И не докончил мысли, с горечью подумав, что, пожалуй, смены уже и не будет и поздно об этом сожалеть.

Водитель, замедлив ход машины, переспросил:

— Какой переулок-то, Федор Артемьич? Я что-то такого не помню.

Кудрин назвал переулок, водитель свернул налево, и машина запрыгала по выбоинам торцов, разбрызгивая покрышками мутные лужи. Кудрин рассеянно откинулся на спинку сиденья, взглянул на канал и замер, ошеломленный.

Перед ним, за простым и страшным, как узор гробового рюша, контуром решетки канала, медленно текла масленая, синевато-радужная вода с тяжелым запахом гнили. По ней бежали смертные лиловые тени. На противоположной стороне вставала громада брандмауэра, и по ней трупными пятнами проступала отсырелая штукатурка печных труб.

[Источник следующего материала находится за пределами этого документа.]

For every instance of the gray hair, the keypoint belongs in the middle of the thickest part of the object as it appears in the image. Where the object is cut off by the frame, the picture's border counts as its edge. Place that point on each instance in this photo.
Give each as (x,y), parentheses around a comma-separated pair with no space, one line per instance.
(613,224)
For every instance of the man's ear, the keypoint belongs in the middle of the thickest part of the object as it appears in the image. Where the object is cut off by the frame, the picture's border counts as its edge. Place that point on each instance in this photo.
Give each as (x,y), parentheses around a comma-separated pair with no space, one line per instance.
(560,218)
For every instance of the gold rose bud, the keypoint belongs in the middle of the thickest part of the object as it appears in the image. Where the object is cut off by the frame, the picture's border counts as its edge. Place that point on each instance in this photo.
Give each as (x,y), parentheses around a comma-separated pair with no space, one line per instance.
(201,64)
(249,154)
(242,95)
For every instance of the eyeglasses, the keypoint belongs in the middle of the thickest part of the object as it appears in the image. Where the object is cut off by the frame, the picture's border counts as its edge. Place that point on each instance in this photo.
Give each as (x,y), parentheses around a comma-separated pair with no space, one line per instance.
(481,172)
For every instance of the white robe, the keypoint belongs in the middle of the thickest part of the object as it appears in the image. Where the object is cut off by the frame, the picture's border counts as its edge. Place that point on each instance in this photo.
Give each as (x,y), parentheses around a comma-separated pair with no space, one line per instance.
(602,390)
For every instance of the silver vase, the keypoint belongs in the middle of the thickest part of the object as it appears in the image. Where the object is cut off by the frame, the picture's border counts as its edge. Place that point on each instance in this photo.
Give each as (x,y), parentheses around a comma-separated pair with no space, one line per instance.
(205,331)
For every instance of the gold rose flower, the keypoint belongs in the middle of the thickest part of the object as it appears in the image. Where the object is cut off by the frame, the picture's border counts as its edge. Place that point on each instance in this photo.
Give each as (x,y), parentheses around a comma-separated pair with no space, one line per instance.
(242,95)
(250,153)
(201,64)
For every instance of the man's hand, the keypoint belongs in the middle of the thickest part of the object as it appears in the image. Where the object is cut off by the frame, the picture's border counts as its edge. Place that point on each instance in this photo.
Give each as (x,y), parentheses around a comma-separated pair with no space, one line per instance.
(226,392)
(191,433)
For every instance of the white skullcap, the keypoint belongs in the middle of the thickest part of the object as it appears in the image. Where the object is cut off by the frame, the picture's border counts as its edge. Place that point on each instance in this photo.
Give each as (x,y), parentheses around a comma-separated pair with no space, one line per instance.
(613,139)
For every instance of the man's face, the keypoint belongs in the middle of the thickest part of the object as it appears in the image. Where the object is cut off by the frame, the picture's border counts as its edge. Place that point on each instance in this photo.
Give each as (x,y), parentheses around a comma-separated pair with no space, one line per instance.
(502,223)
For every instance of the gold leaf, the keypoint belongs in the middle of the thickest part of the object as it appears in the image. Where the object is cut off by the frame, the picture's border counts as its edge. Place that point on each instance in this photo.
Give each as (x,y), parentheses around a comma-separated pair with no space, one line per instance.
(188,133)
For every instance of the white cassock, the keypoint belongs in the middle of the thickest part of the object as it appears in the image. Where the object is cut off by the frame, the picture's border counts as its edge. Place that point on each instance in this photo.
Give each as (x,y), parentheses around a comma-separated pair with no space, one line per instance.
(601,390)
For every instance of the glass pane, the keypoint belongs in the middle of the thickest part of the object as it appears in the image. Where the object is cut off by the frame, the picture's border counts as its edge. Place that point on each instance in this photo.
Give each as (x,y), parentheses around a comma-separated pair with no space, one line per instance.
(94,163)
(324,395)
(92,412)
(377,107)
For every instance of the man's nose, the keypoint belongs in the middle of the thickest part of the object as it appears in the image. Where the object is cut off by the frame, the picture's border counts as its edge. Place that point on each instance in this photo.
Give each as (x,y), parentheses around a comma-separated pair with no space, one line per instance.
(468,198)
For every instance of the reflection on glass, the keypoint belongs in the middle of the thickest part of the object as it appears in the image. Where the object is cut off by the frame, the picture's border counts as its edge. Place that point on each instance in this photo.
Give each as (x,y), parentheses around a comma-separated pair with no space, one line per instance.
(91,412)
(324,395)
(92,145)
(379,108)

Не было сомнения, — перед ним был тот же пейзаж, что на гравюре Шамурина, только менее мрачный и безнадежный, смягченный блеском весеннего дня. Не было только девушки у решетки, но, казалось, она сейчас обязательно должна встать на свое место в этом призрачном мире. Кудрин сидел молча, не отрывая глаз от этой картины, повторяющей гравюру Шамурина. Он даже не заметил, что машина уже остановилась у приземистых ворот. Только когда водитель вторично окликнул его, он с трудом очнулся.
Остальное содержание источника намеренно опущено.